Conversely, in Baldur's Gate 2 not only did you get a main quest with several branches of its own (Bodhi/Shadow Thieves, Slayer/Non-Slayer) but you also got a lot of diverse quests as well.  Did you go to the De'Arnise Keep and save Nalia's kingdom and become a ruler?  Did you become the leader of a Shadow Thieves guild with Edwin?  Explore the other realm with Haer'Dalis?  Did you meet up with Drizz't and a couple other special groups?  If you did they would show up during the main quest to help out in a big way.  Did you free the amazing Mazzy Fentan from the dungeon and face the beast of Shadow?  Did you clear your name after being framed by a certain plotting lord?

The list of things goes on and on.  In KotOR you had a main quest with a few decisions some of which mattered more than others but in Baldur's Gate 2 you had a main quest with tons of side-quests that let you define your character, flesh out your party with lots of new members each with their own motivations, and even affect the course of the main quest with your decisions in those side quests.  It's not on the level of Fallout 2 where you can walk to the "finish line" but Baldur's Gate 2 easily blows KotOR and KotOR2 out of the water in terms of freedom.  It shows in sheer gameplay time if nothing else.  Doing everything there is to do in Baldur's Gate to could take well over 100 hours whereas a couple replays of KotOR would probably clock in under 50.

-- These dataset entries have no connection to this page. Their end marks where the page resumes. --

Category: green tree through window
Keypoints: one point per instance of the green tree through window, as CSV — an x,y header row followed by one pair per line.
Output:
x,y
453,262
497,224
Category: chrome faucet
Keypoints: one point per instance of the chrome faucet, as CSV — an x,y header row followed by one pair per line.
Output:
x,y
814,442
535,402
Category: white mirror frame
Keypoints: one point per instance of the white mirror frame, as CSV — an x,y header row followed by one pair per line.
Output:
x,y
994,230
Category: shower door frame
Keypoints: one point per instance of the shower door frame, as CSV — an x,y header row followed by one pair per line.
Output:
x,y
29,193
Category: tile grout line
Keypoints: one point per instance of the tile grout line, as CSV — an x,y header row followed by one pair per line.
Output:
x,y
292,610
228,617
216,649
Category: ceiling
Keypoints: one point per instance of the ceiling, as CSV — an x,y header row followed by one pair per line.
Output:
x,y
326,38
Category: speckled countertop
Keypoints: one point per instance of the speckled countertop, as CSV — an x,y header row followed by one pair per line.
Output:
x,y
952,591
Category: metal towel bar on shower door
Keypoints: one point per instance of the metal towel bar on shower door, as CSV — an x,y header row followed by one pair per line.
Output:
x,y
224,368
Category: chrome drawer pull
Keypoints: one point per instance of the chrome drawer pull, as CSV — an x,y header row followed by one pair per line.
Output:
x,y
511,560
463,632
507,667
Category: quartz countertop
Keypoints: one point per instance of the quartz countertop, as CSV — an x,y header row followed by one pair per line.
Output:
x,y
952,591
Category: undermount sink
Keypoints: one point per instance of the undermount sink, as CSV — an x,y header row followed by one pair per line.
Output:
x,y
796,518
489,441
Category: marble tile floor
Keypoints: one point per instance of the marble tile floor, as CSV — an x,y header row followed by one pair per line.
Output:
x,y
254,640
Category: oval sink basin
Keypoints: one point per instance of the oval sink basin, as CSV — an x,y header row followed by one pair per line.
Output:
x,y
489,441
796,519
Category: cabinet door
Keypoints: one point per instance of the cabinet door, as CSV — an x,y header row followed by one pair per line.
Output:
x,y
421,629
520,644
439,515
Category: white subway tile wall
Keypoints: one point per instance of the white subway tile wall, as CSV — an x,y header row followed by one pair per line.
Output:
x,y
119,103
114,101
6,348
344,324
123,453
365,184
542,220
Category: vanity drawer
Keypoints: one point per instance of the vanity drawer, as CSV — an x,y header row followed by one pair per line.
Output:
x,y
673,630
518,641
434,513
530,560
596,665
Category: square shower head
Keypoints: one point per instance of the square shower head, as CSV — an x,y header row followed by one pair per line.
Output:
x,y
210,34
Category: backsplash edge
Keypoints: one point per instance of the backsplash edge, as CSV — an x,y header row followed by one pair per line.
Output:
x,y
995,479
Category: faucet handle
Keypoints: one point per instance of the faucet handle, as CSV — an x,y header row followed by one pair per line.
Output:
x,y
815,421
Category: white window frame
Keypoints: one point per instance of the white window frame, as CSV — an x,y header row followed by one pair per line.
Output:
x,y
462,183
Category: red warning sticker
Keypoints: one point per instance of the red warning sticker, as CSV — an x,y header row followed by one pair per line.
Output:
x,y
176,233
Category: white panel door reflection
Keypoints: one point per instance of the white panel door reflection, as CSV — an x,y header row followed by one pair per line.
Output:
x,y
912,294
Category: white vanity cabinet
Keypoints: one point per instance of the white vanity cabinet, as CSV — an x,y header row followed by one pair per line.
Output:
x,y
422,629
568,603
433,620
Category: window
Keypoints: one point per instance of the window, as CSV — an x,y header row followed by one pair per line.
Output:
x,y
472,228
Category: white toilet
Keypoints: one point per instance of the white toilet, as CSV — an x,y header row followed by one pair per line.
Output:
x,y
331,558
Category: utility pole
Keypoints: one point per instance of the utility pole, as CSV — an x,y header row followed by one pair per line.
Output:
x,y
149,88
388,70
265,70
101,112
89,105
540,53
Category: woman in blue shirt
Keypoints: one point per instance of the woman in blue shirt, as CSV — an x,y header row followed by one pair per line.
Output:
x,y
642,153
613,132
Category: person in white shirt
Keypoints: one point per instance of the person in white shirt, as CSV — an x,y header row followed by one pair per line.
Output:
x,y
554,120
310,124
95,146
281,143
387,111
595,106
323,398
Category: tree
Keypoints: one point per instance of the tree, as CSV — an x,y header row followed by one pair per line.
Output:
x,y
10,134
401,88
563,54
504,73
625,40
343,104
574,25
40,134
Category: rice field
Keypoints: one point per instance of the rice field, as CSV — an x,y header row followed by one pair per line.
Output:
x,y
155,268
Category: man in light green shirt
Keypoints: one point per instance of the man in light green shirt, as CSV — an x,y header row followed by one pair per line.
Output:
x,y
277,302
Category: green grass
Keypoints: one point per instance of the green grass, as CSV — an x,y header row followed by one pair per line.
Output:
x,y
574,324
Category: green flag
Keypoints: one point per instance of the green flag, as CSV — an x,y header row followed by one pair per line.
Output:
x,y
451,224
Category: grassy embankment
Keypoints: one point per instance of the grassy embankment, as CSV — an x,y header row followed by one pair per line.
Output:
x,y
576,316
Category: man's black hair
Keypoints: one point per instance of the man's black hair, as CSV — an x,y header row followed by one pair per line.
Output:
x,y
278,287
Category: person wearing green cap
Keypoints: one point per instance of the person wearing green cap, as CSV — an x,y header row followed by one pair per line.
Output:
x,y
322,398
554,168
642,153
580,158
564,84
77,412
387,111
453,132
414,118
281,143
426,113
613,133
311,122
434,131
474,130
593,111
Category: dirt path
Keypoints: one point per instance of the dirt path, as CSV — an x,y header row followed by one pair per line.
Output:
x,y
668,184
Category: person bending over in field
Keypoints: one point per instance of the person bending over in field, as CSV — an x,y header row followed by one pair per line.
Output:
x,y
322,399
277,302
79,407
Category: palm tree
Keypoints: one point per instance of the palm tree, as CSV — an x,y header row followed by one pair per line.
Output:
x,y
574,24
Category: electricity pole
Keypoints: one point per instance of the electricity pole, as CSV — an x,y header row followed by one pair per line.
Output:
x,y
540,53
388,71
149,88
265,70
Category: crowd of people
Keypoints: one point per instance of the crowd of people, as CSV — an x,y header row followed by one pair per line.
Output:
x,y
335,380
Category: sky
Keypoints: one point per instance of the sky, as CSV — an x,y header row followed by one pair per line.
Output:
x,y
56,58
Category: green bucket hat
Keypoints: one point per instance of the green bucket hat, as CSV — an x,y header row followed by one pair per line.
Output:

You get a decision which changes one small part toward the end of the game in KotOR whereas in Baldur's Gate 2 you get a multitude of decisions like the De'Arnise Keep which lead to saving a woman's family, becoming ruler of your own domain, and even a romance with drama and kidnapping.  Do they necessarily affect the end of the game (short of having that character with you or not)?  No, but do you really think there's more roleplaying in the former?

There's an old saying among table-top RPG players and that's "You can't win the game" because there is nothing to win.  The game is in the adventure itself.  Getting to the end isn't nearly as important as what you do on the way that's where Baldur's Gate 2 shines and KotOR falls.